Adding emotional reality


“Fiction allows you to embody certain ideas and give them an emotional reality. The characters allow you to get close viscerally to an idea.”  Anne Michaels

Michaels, born on this date in 1958, is a Canadian born poet and novelist and adjunct professor in the University of Toronto’s Department of English.

Among her many writing awards are a handful for her first book of poetry, The Weight of Oranges, including the Commonwealth Prize and The National Magazine Award for Poetry.   But it was her first novel Fugitive Pieces, that was most honored, earning the Books in Canada First Novel Award, the Trillium Book Award, the Orange Prize for Fiction, and the Guardian Fiction Prize.  The versatile Michaels also spends her “free time” composing – particularly musical scores for theater. 

And while she has been honored as the new Poet Laureate of Toronto (since the middle of 2015) she said she probably most enjoys writing fiction.

“It's a fantastic privilege to spend three or four 
hundred pages with a reader,” she said.    
“You have time to go into certain questions that are painful or difficult or complicated.
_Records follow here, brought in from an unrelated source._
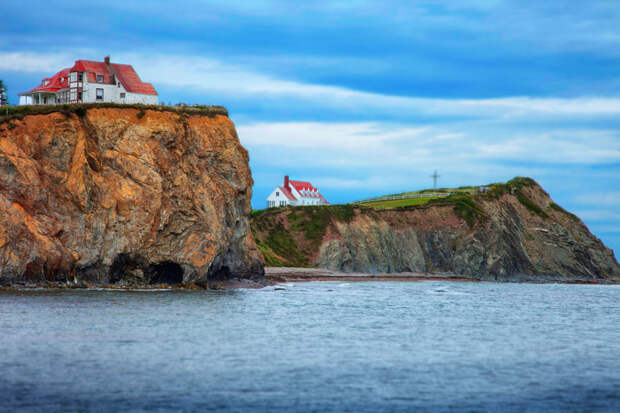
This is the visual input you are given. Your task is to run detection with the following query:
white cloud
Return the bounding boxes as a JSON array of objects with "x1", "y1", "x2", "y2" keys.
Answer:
[
  {"x1": 575, "y1": 191, "x2": 620, "y2": 207},
  {"x1": 575, "y1": 209, "x2": 620, "y2": 222},
  {"x1": 0, "y1": 50, "x2": 620, "y2": 121}
]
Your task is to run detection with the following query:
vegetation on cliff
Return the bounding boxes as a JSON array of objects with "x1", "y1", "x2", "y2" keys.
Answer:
[
  {"x1": 251, "y1": 177, "x2": 620, "y2": 280},
  {"x1": 0, "y1": 104, "x2": 263, "y2": 286},
  {"x1": 0, "y1": 103, "x2": 228, "y2": 122},
  {"x1": 250, "y1": 205, "x2": 372, "y2": 267}
]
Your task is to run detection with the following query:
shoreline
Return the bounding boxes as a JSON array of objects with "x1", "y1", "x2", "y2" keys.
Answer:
[
  {"x1": 265, "y1": 267, "x2": 620, "y2": 285},
  {"x1": 0, "y1": 267, "x2": 620, "y2": 292}
]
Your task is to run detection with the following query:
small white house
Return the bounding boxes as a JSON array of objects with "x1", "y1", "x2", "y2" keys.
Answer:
[
  {"x1": 19, "y1": 56, "x2": 159, "y2": 105},
  {"x1": 267, "y1": 175, "x2": 329, "y2": 208}
]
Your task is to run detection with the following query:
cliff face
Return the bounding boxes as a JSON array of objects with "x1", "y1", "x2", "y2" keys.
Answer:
[
  {"x1": 252, "y1": 180, "x2": 620, "y2": 281},
  {"x1": 0, "y1": 108, "x2": 263, "y2": 285}
]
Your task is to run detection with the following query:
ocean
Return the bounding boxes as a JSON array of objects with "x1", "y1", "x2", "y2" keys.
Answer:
[{"x1": 0, "y1": 281, "x2": 620, "y2": 412}]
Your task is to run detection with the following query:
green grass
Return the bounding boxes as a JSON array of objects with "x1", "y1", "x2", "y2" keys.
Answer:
[
  {"x1": 361, "y1": 197, "x2": 443, "y2": 210},
  {"x1": 250, "y1": 205, "x2": 360, "y2": 267},
  {"x1": 0, "y1": 103, "x2": 228, "y2": 122},
  {"x1": 431, "y1": 193, "x2": 487, "y2": 228},
  {"x1": 548, "y1": 202, "x2": 581, "y2": 222}
]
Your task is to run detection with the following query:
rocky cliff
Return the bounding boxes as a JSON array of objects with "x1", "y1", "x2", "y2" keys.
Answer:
[
  {"x1": 252, "y1": 178, "x2": 620, "y2": 281},
  {"x1": 0, "y1": 105, "x2": 263, "y2": 285}
]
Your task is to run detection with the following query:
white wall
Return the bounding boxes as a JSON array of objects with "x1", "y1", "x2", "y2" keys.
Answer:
[
  {"x1": 83, "y1": 80, "x2": 159, "y2": 105},
  {"x1": 267, "y1": 187, "x2": 295, "y2": 208}
]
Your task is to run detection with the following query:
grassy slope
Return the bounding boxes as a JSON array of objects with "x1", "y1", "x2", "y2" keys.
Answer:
[
  {"x1": 0, "y1": 103, "x2": 228, "y2": 122},
  {"x1": 250, "y1": 177, "x2": 579, "y2": 266}
]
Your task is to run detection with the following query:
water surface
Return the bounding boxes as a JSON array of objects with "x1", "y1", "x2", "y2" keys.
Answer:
[{"x1": 0, "y1": 282, "x2": 620, "y2": 412}]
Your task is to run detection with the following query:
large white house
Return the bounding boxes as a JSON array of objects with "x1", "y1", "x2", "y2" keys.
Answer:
[
  {"x1": 19, "y1": 56, "x2": 159, "y2": 105},
  {"x1": 267, "y1": 175, "x2": 329, "y2": 208}
]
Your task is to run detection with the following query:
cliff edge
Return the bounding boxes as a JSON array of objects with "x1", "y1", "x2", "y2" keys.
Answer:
[
  {"x1": 0, "y1": 105, "x2": 264, "y2": 286},
  {"x1": 251, "y1": 178, "x2": 620, "y2": 282}
]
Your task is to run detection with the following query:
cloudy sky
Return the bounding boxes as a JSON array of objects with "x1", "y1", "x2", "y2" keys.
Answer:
[{"x1": 0, "y1": 0, "x2": 620, "y2": 251}]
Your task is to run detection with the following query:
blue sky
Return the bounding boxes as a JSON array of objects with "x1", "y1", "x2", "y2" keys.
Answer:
[{"x1": 0, "y1": 0, "x2": 620, "y2": 251}]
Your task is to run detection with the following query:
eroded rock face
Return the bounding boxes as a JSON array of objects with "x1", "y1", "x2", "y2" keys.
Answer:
[
  {"x1": 0, "y1": 108, "x2": 263, "y2": 285},
  {"x1": 314, "y1": 185, "x2": 620, "y2": 281}
]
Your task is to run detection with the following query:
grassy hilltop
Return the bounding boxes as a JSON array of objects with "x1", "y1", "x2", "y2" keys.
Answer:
[{"x1": 250, "y1": 177, "x2": 580, "y2": 267}]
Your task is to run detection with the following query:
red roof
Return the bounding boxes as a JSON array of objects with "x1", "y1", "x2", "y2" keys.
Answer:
[
  {"x1": 69, "y1": 60, "x2": 157, "y2": 95},
  {"x1": 280, "y1": 186, "x2": 297, "y2": 201},
  {"x1": 21, "y1": 69, "x2": 69, "y2": 95},
  {"x1": 110, "y1": 63, "x2": 157, "y2": 95}
]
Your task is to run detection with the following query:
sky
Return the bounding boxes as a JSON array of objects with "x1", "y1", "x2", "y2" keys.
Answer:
[{"x1": 0, "y1": 0, "x2": 620, "y2": 251}]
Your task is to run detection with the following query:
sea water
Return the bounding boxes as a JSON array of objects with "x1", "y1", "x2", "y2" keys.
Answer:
[{"x1": 0, "y1": 282, "x2": 620, "y2": 412}]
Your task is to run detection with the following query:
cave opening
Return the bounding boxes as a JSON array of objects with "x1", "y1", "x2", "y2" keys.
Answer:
[
  {"x1": 149, "y1": 261, "x2": 183, "y2": 284},
  {"x1": 110, "y1": 254, "x2": 133, "y2": 284}
]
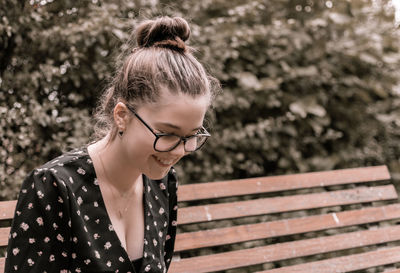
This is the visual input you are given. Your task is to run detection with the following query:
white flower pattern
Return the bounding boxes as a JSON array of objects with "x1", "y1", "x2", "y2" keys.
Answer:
[{"x1": 5, "y1": 148, "x2": 177, "y2": 273}]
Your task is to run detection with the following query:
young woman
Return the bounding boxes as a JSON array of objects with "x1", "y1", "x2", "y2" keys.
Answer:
[{"x1": 5, "y1": 17, "x2": 219, "y2": 273}]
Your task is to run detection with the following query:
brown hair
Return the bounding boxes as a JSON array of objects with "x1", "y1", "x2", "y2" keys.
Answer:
[{"x1": 95, "y1": 17, "x2": 219, "y2": 140}]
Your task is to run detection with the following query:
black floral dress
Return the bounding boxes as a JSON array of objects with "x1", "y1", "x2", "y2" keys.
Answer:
[{"x1": 5, "y1": 147, "x2": 178, "y2": 273}]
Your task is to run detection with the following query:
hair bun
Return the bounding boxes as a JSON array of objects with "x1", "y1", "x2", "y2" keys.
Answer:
[{"x1": 136, "y1": 16, "x2": 190, "y2": 52}]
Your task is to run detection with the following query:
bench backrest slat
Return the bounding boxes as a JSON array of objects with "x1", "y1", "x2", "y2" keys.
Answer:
[
  {"x1": 169, "y1": 226, "x2": 400, "y2": 273},
  {"x1": 257, "y1": 247, "x2": 400, "y2": 273},
  {"x1": 178, "y1": 185, "x2": 397, "y2": 224},
  {"x1": 175, "y1": 204, "x2": 400, "y2": 251},
  {"x1": 178, "y1": 166, "x2": 390, "y2": 202}
]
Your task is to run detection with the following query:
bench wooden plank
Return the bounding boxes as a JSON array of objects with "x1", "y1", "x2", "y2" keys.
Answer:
[
  {"x1": 0, "y1": 200, "x2": 17, "y2": 220},
  {"x1": 178, "y1": 166, "x2": 390, "y2": 202},
  {"x1": 175, "y1": 204, "x2": 400, "y2": 251},
  {"x1": 0, "y1": 227, "x2": 11, "y2": 246},
  {"x1": 257, "y1": 244, "x2": 400, "y2": 273},
  {"x1": 178, "y1": 185, "x2": 397, "y2": 224},
  {"x1": 170, "y1": 226, "x2": 400, "y2": 273}
]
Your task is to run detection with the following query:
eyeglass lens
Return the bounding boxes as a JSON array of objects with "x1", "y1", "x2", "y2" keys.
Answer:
[{"x1": 155, "y1": 135, "x2": 207, "y2": 152}]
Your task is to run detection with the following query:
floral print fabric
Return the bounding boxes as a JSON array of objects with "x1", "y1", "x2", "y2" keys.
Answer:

That's one thing that appeals to me very much about the novel form.”

Michaels is an advocate of teaching reading and writing to kids and in keeping journals.  “I started to write things down, as a very young child, wanting to find a way to remember - to keep close, somehow - moments that made an impression on me.”  And now those writingsare making an equal impression on the reading public thanks to her many and varied works.